В гневе грома, — чуткий демон, — он давно усталость слышит, он уверен, что не скроют тучи солнца, — нет, не скроют.
Ветер воет… Гром грохочет…
Синим пламенем пылают стаи туч над бездной моря. Море ловит стрелы молний и в своей пучине гасит. Точно огненные змеи вьются в море, исчезая, отраженья этих молний.
— Буря! Скоро грянет буря!
Это смелый Буревестник гордо реет между молний над ревущим гневно морем; то кричит пророк победы:
— Пусть сильнее грянет буря!»
Князь Горенский отступил на шаг назад и бросил на стол салфетку. Зал стонал от рукоплесканий. Все повставали с мест.
Браун незаметно прошел к выходной двери.
XIII
— Что ж, пообедали? — спросил он, входя в кабинет Федосьева. — Я думал, вы давно кончили и ушли…
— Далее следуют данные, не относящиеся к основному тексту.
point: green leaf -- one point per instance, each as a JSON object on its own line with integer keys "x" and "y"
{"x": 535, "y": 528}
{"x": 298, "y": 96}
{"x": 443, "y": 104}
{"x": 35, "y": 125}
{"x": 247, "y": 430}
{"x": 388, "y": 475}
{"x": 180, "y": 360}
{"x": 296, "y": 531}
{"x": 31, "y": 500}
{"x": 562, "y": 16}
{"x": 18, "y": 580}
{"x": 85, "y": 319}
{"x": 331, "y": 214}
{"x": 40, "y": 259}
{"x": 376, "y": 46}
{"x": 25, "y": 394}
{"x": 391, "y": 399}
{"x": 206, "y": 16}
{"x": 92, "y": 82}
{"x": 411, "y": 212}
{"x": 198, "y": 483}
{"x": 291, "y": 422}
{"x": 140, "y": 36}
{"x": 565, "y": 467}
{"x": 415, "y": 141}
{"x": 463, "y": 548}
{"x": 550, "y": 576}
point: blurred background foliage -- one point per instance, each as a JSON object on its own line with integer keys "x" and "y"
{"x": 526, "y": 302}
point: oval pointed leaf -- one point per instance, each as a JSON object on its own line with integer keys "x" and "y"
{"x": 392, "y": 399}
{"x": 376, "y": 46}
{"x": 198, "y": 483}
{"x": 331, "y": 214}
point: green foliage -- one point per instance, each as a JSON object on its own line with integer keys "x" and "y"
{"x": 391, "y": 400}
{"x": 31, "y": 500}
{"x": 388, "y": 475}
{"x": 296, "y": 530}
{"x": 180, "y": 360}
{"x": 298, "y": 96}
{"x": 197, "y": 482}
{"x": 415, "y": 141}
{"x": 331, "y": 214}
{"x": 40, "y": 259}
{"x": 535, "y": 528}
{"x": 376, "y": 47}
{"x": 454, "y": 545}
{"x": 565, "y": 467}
— Кончаю. Вас поджидал, мне торопиться некуда. Вы пили кофе?
— Пил.
— Выпейте еще со мною. Я и чашку лишнюю велел подать в надежде, что вы зайдете. Для меня готовят особый кофе… Вот попробуйте. — Он налил Брауну кофе из огромного кофейника. — Предупреждаю, заснуть после него трудно, но я и без того плохо сплю… Если выпить на ночь несколько чашек такого кофе, можно себя довести до удивительного состояния. Тогда думаешь с необычной ясностью, видишь все с необычной остротой. Мысли скачут как бешеные, все несравненно яснее и тоскливее дневных.
— Да, я это знаю, — сказал Браун. — В пору этакой ночной ясности мыслей очень хорошо повеситься.
— Очень, должно быть, хорошо… Интересные были речи на юбилее?
— Ничего… Я, впрочем, не слушал… Кофе действительно прекрасный.
— Я немного знаю Кременецкого, — сказал, улыбаясь, Федосьев. — Разумеется, любой столоначальник имеет право на юбилей после двадцати пяти лет службы, однако мне не совсем понятно, почему именно этот
— Третий. Но юбилейное красноречие, как и надгробное, никого ни к чему не обязывает. Вы что ж, принимаете всерьез и некрологи?
— Поверьте, публика все принимает всерьез.